Gestational and Breastfeeding Low-Protein Intake on Blood Pressure, Kidney Structure, and Renal Function in Male Rat Offspring in Adulthood.

Background: Our previous studies demonstrated that maternal protein-restricted (low-protein, LP) 16-week-old offspring had pronounced nephron number reduction and arterial hypertension associated with an unchanged glomerular filtration rate (GFR). An enhanced gomerular area may be related to increased glomerular filtration and overflow, which accounts for glomerular filtration barrier breakdown and early glomerulosclerosis. The effect of protein restriction during gestational and breastfeeding periods is unknown. Method: The functional e-structural kidney evaluation was obtained using lithium and creatinine clearance, kidney morphometry, immunoblotting, and immunostaining analysis in 16 and 24-week-old LP offspring compared to age-matched NP progeny.
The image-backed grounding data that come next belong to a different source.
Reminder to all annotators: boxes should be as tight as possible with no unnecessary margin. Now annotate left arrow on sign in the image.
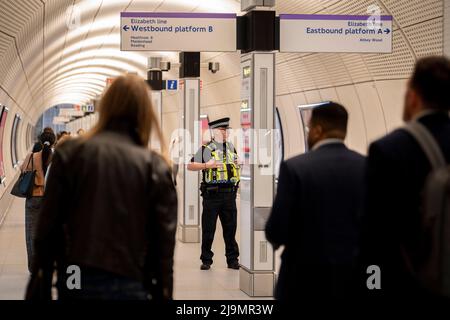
[123,25,130,31]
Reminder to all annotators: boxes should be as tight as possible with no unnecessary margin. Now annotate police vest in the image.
[203,142,240,185]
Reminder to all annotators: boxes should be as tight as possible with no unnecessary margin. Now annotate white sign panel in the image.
[59,109,84,117]
[121,12,236,52]
[280,14,393,53]
[53,116,71,124]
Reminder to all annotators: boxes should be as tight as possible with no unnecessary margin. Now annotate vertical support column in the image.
[239,52,276,297]
[178,79,201,243]
[151,90,163,124]
[147,57,165,152]
[150,90,163,152]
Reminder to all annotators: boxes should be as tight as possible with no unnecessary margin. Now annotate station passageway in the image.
[0,0,448,310]
[0,197,267,300]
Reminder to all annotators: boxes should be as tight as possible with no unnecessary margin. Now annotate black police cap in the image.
[208,117,230,129]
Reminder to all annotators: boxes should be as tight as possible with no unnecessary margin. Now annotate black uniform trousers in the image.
[200,189,239,265]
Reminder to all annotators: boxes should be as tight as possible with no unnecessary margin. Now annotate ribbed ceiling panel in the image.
[382,0,442,28]
[318,54,353,86]
[275,67,291,96]
[16,1,44,104]
[363,31,415,80]
[403,17,443,57]
[0,1,28,35]
[339,53,372,82]
[278,57,317,92]
[328,0,388,15]
[0,33,15,86]
[0,0,446,120]
[445,0,450,56]
[275,0,340,14]
[300,54,333,88]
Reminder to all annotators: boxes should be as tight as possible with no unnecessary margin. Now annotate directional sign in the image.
[167,80,178,90]
[280,14,393,53]
[86,104,95,113]
[121,12,236,52]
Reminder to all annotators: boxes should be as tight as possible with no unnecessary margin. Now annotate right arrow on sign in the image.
[384,28,391,34]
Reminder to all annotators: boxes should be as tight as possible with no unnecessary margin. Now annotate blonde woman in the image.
[27,75,177,300]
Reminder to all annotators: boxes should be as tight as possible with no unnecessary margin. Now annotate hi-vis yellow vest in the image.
[203,142,240,185]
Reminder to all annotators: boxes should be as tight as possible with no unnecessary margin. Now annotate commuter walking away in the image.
[188,117,240,271]
[56,131,70,146]
[21,130,56,273]
[360,56,450,298]
[266,102,366,301]
[26,75,177,300]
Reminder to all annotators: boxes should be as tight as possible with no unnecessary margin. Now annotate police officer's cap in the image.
[208,117,230,129]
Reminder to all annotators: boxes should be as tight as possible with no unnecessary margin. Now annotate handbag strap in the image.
[25,153,34,171]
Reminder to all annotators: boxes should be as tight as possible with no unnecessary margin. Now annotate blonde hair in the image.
[85,74,168,161]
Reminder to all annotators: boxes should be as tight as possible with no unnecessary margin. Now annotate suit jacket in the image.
[266,142,366,300]
[359,112,450,297]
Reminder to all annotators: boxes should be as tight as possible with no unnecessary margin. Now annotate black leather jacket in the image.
[30,129,177,299]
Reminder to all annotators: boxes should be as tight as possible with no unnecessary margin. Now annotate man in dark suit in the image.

Results: Low protein rats' progeny had significantly reduced birth weight, without previous catch-up growth phenomena, in parallel with a decreased adiposity index. Transforming growth factor-beta 1 (TGF-ß1) glomerular expression was significantly enhanced in the LP group. Also, the LP offspring had a 38% lower nephron number and an increased glomerular volume. They also presented with a higher cardiac index and arterial blood pressure compared with age-matched NP offspring. The LP rats exhibited augmented Na+/K+-ATPase in the proximal segments, and NOS1 immunoreactivity in whole renal tissue was associated with sodium retention in the proximal nephron segments. We also found significantly enhanced collagen content associated with increased TGFß1 and ZEB1/2 renal immunoreactivity in LP offspring compared with NP offspring. Increased hypertrophy markers in LP podocytes were associated with an amplified IL-6/STAT3 pathway activity. Conclusion: To our knowledge, these are the first data demonstrating renal functional and structural changes in protein restriction during gestation and lactation model of fetal programming. The fetal-programmed adult offspring showed pronounced structural glomerular disorders with an accentuated and advanced fibrosis stage, without a change in the GFR. These findings suggest that the glomerular enhanced TGF-ß1 action may induce ZEB1/2 expression that may cause glomeruli epithelial-to-mesenchymal transition. Besides, decreased nephron number in the LP offspring with preserved glomerular function may be related to protective or even attenuate the activated IL-6/STAT3 pathway.